FIG. 28 shows the Western blotting results identifying osteogenic differentiation by CD73-mediated adenosine obtained via decomposition of the AMP released from the 3D-shaped Fe-AMP self-assembly. Referring to FIG. 28, it was identified that the CD73-mediated adenosine obtained via decomposition of the AMP released from the Fe-AMP self-assembly promoted osteogenic differentiation via adenosine-A2B receptor signaling, and that adding an A2B receptor inhibitor (PSB 603) allowed adenosine-A2B receptor signaling to be suppressed such that osteogenic differentiation of hMSCs was inhibited, and that CD73 decomposed the AMP into adenosine+PO4, and the osteogenic differentiation was promoted via signaling of the adenosine-A2B receptor.



FIG. 29 is a C-Arm image of the femur to identify fractures at 0, 2, 4, 6, and 8 weeks. Referring to FIG. 29, it was identified that the 3D-shaped Fe-AMP self-assembly of the present disclosure exhibited a similar effect to that of Ca-phosphate as a commonly used implant material for fractures as a comparison group. Specifically, Short Fe-AMP self-assembly was effective in treating fractures compared to the control group, while the magnetically targeted Short Fe-AMP(mag) self-assembly was more effective in treating the fractures than the Short Fe-AMP self-assembly was effective. Furthermore, it was identified that each of Short Fe-AMP(mag) self-assembly and Long Fe-AMP self-assembly treated the fractures at a similar effectiveness level to that of Ca-phosphate. In other words, it was identified that when comparing the Short Fe-AMP self-assembly and the Short Fe-AMP(mag) self-assembly with each other, the Short Fe-AMP(mag) self-assembly was moved using a magnet, and thus was more effective in the fracture treatment.

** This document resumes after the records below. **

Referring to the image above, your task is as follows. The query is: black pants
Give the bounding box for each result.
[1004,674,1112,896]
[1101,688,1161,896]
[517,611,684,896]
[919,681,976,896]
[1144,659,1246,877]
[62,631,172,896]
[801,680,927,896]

FIG. 30 is a micro-CT image of the femur to identify fractures at 8 weeks. Based on FIG. 30, it was identified that Short Fe-AMP(mag) self-assembly achieved overall fracture treatment due to cell recruitment based on magnetic movement, and reduced AMP-mediated adenosine-A2B receptor signaling. It was identified that Long Fe-AMP self-assembly achieved overall fracture healing, and this was due to decreased AMP-mediated adenosine-A2B receptor signaling. The effectiveness of the fracture treatment was as follows: Long Fc-AMP self-assembly>Short Fe-AMP(mag) self-assembly>Short Fe-AMP self-assembly. Long Fe-AMP self-assembly exhibited similar effectiveness to the effectiveness of the Ca-phosphate. Furthermore, in FIG. 30, the lower the P value, the greater the difference between the two values. Regarding Control vs Short Fe-AMP, p=0.074, regarding Control vs Short Fe-AMP (mg), p<0.001, regarding Control vs Long Fe-AMP, p<0.001, regarding Control vs Ca-phosphate, p<0.001, and regarding Short Fe-AMP vs Short Fe-AMP (mg), P=0.008.

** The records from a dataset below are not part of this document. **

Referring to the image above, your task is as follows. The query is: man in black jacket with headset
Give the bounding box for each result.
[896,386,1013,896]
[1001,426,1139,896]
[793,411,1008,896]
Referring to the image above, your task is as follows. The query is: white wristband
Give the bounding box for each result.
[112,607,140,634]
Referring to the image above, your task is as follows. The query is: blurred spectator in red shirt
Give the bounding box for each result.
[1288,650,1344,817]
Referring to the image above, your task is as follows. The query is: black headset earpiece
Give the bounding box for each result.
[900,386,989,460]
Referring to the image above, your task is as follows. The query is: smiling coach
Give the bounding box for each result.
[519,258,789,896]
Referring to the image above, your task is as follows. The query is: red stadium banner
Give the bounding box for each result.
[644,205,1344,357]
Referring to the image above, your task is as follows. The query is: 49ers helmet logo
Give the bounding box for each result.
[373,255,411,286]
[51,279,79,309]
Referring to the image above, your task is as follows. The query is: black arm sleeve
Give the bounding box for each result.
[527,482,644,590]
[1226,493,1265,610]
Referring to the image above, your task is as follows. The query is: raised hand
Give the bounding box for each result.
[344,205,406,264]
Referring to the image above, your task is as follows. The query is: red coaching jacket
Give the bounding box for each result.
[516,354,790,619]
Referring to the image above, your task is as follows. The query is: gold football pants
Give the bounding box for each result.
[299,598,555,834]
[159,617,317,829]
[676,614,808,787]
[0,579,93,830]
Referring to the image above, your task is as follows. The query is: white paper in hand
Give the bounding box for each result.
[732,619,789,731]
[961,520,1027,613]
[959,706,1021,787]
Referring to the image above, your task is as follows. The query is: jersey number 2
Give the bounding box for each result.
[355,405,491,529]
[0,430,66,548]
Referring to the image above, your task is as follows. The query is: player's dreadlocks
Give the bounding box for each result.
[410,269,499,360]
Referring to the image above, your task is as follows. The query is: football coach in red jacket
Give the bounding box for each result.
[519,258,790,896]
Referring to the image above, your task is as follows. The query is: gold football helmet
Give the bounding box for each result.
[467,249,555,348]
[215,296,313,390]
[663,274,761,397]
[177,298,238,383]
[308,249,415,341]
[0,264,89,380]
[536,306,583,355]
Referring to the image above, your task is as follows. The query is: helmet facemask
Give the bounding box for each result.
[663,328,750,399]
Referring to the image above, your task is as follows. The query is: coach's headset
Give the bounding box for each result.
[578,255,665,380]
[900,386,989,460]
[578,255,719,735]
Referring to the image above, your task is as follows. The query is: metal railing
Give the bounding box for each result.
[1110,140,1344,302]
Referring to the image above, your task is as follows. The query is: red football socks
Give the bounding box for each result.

FIG. 31 show H&E, osteocalcin, and TRAP staining images of a fracture. It was identified that The Short Fe-AMP(mag) self-assembly achieved overall fracture treatment due to magnetic movement-based cell recruitment and reduced AMP-mediated adenosine-A2B receptor signaling. It was identified that the Long Fe-AMP self-assembly achieved overall fracture healing, and this was due to decreased AMP-mediated adenosine-A2B receptor signaling.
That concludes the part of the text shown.